Description
Shogun
Shōgun, roughly "barbarian-subduing great general"/"generalissimo") was a Japanese military title for leaders from the warrior nobility of the samurai from the 12th century until 1867. Originally, a Shōgun was roughly equivalent to a European duke and was appointed to this position, which carried special powers, only temporarily in emergencies when fighting the emishi. After the end of the Heian period, Minamoto Yoritomo succeeded in having this title hereditarily transferred to him by the emperor in 1192.
The Shōgunat initially referred only to the household, later also to the administrative apparatus of the Shōgun. In Japanese, it referred to itself as kōgi ( literally, official affairs, i.e., "central government"); from the 19th century onward, it was referred to as bakufu (literally, tent government in the sense of "military government") as a distinction from the imperial court, which was increasingly seen as sovereign. The bakufu remained the country's dominant political center until the defeat of the Tokugawashogunate in the Boshin War in the course of the Meiji Restoration in 1868, when it was abolished, along with the state of the estates that had existed until then.
Japanese nobility
Until the 5th century AD, the nobility in Japan was only a loose association of soil-dominating clans. In the 6th century, the central imperial power of the Tennō granted hereditary titles of status to some of the clan heads. The actual authority of the clan chiefs was thus delegated and legitimized by the state.

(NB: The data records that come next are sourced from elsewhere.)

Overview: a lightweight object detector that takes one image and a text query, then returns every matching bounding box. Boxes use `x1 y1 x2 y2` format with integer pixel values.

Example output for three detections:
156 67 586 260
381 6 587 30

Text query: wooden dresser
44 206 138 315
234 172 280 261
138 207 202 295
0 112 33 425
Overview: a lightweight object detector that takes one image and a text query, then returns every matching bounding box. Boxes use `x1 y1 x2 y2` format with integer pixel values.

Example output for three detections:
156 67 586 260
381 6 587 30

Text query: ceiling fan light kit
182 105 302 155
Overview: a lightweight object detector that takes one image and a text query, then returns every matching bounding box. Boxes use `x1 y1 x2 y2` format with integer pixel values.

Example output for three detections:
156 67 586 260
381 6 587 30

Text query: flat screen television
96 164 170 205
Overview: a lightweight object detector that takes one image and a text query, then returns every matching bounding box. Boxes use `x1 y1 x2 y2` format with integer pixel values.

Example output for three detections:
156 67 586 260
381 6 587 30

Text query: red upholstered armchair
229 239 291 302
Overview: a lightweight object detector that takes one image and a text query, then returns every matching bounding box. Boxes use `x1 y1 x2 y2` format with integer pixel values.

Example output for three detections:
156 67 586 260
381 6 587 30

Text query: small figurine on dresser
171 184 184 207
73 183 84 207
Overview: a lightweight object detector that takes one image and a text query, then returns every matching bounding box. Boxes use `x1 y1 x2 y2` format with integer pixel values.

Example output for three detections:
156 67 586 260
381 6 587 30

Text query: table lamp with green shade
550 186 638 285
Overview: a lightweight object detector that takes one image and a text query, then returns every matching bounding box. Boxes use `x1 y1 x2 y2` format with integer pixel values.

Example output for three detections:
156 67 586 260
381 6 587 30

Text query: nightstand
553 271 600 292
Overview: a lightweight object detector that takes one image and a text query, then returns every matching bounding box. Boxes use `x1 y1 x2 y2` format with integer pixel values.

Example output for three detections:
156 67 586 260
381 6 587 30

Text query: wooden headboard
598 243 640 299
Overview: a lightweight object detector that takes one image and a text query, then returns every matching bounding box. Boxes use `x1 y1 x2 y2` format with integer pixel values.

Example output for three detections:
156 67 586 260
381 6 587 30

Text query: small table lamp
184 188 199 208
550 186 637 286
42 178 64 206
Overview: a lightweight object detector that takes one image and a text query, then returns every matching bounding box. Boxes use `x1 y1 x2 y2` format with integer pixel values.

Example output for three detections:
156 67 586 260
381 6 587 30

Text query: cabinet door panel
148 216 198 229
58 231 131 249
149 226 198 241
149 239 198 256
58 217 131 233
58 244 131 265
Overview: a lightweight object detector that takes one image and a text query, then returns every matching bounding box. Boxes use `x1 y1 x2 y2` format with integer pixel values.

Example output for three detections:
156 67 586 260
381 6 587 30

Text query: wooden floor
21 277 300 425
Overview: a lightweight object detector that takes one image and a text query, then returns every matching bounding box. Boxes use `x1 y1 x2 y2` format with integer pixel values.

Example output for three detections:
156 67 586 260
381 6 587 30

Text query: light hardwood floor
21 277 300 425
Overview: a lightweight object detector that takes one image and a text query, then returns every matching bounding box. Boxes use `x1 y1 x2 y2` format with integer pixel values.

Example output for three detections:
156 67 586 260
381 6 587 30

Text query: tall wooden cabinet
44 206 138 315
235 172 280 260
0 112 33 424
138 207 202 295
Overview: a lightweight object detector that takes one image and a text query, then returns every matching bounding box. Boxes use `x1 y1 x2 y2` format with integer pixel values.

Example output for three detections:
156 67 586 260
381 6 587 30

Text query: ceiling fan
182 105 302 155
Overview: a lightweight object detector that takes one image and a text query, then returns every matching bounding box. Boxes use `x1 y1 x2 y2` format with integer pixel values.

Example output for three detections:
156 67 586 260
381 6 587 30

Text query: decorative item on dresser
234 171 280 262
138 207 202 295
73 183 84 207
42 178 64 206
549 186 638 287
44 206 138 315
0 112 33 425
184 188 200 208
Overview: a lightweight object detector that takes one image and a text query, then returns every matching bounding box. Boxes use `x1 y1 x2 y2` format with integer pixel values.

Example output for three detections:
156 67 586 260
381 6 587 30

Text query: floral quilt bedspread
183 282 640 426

In the 7th century, in the course of the establishment of the strongly Chinese-influenced Ritsuryō system, the nobility criterion of birth was replaced by administrative ability. By provincial law in 701, the nobility of birth was replaced by a merit nobility of civil officials (kuge). Under the leadership of this merit nobility, which was increasingly concentrated in the capital Heian-kyō (now Kyōto), associations of landed warriors and estate administrators from the provinces increasingly displaced the civil nobility from power until about 1200. The so-called sword nobility (Buke, especially samurai, Daimyō, Shōgun) then ruled Japan until 1868, leaving the Tennō with only high priestly, culture-preserving, and legitimizing duties. In 1884, in the Meiji Restoration by (or at least on behalf of) the imperial power, civil nobility and sword nobility were combined into a unitary nobility (Kazoku), and the samurai rank as such was abolished. By the law of July 7, 1884, the nobility was graded into five classes according to the British peerage system, but Chinese titles were used for them. Unlike the rule in force in China, it was hereditary indefinitely according to the principle of first-born, so that the younger sons of a titled nobleman were without nobility predicate throughout their lives and the heir during the lifetime of their father. After World War II, the nobility as an institution was eliminated by the 1946 Constitution. Only the imperial family itself remained.